L’intervenant propose trois pistes concrètes pour sortir de l’impasse :

  1. Interfaces orientées contexte : au lieu d’afficher des applications (navigateur, éditeur, terminal), le système comprend ce que l’utilisateur veut faire et organise l’espace en conséquence (mode écriture, mode code, mode recherche).
  2. Workflows plutôt que fichiers : le travail réel n’est pas une collection de fichiers, mais des flux (un projet de recherche = onglets + notes + extraits ; un projet musical = session + pistes + plugins). Le système devrait raisonner en termes de flux.
  3. Cesser d’imiter : le bureau Linux n’a pas besoin d’être « aussi bon que Windows » ou « aussi intuitif que macOS ». Il doit être cohérent avec sa propre philosophie (Unix, modularité, transparence, contrôle utilisateur). « In the long run, true things survive. Imitations don’t. »

Le message final : le bureau est une architecture de pensée

La conclusion est forte : « What you see on your screen doesn’t just organize windows, files, and icons. It organizes your way of thinking about the computer. The desktop environment is not an aesthetic detail. It’s an architecture of thought. » L’intervenant invite chacun à choisir son environnement de bureau en conscience, car il façonne notre rapport à la machine.

CONCEPTS CLÉS

  • Symbiose homme-machine : concept de J.C.R. Licklider (1960) où l’ordinateur est un partenaire cognitif, pas un outil passif. L’interaction doit être immédiate et multisensorielle.
  • Métaphore du bureau : représentation graphique qui mappe des objets physiques (bureau, dossiers, corbeille) sur des concepts informatiques (fichiers, répertoires, suppression). A permis de rendre l’ordinateur accessible, mais limite aujourd’hui la pensée.
  • X Window System (X11) : système de fenêtrage modulaire, base de presque tous les environnements de bureau Unix/Linux. Ne définit pas l’apparence, seulement les mécanismes d’affichage et d’entrée.
  • Tiling window manager : gestionnaire de fenêtres qui organise automatiquement les fenêtres en tuiles (sans superposition), abandonnant la métaphore du bureau pour une approche plus rationnelle et efficace.
  • Workflow : flux de travail réel (recherche, développement, création musicale) par opposition à la gestion de fichiers.

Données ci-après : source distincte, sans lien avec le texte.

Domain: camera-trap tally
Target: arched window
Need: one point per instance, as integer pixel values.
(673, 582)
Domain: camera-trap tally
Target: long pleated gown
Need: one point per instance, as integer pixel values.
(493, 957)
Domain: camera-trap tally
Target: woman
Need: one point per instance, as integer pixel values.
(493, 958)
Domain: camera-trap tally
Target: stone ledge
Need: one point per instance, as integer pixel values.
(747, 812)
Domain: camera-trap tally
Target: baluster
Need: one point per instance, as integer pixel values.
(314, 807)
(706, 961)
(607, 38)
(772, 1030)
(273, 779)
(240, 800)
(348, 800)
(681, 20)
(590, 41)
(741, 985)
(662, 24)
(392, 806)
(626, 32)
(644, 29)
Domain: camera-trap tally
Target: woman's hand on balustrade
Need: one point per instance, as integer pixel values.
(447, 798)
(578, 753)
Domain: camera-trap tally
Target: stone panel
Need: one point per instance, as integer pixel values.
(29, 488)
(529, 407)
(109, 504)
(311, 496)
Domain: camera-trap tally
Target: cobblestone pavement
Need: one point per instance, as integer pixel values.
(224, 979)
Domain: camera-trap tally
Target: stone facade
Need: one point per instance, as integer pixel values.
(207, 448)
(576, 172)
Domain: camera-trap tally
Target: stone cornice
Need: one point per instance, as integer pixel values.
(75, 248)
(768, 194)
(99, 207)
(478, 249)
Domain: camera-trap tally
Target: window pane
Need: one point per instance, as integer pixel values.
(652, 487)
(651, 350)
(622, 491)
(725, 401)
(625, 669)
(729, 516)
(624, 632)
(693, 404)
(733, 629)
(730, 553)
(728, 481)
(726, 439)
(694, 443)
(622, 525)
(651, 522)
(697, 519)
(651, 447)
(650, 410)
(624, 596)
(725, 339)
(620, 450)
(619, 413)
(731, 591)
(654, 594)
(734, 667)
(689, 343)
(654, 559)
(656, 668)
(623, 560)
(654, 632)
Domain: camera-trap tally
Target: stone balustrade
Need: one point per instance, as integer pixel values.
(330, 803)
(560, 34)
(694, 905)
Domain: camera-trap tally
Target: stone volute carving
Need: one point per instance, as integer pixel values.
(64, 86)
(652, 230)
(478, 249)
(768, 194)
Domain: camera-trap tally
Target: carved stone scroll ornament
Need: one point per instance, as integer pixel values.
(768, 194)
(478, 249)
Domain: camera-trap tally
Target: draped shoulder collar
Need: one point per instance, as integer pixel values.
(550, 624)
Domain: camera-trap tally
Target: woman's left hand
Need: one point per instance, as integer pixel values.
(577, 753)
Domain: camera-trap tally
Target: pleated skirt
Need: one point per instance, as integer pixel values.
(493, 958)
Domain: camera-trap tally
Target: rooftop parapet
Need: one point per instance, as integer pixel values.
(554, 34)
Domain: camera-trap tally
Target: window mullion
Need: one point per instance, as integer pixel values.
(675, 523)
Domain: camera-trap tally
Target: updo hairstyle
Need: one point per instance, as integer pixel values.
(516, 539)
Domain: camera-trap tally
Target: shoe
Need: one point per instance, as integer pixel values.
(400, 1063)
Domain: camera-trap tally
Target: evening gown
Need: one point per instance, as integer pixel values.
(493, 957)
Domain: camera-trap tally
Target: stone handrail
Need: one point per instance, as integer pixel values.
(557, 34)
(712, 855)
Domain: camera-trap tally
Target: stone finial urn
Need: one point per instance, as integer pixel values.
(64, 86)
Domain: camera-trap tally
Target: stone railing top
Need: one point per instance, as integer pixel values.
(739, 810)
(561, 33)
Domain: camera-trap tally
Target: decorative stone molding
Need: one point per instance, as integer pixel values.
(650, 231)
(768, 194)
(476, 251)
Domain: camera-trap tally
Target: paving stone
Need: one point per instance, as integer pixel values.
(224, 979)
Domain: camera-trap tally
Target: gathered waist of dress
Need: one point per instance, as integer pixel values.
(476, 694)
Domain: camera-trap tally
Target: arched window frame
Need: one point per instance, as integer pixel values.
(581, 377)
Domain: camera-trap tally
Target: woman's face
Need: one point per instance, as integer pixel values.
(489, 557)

L’intervenant propose de concevoir des interfaces autour du workflow plutôt que du fichier.

CONCLUSION

Le bureau graphique, né d’une vision humaniste de la symbiose homme-machine, a permis de démocratiser l’informatique. Mais il est devenu un carcan conceptuel : nous utilisons encore une interface pensée pour des utilisateurs des années 1970, alors que nos usages ont radicalement changé. Le monde Linux, par sa diversité et sa capacité à expérimenter (tiling window managers, forks, environnements alternatifs), est le lieu le plus prometteur pour repenser cette architecture de pensée. L’enjeu n’est pas esthétique, mais fondamental : choisir son environnement de bureau, c’est choisir comment on pense l’ordinateur.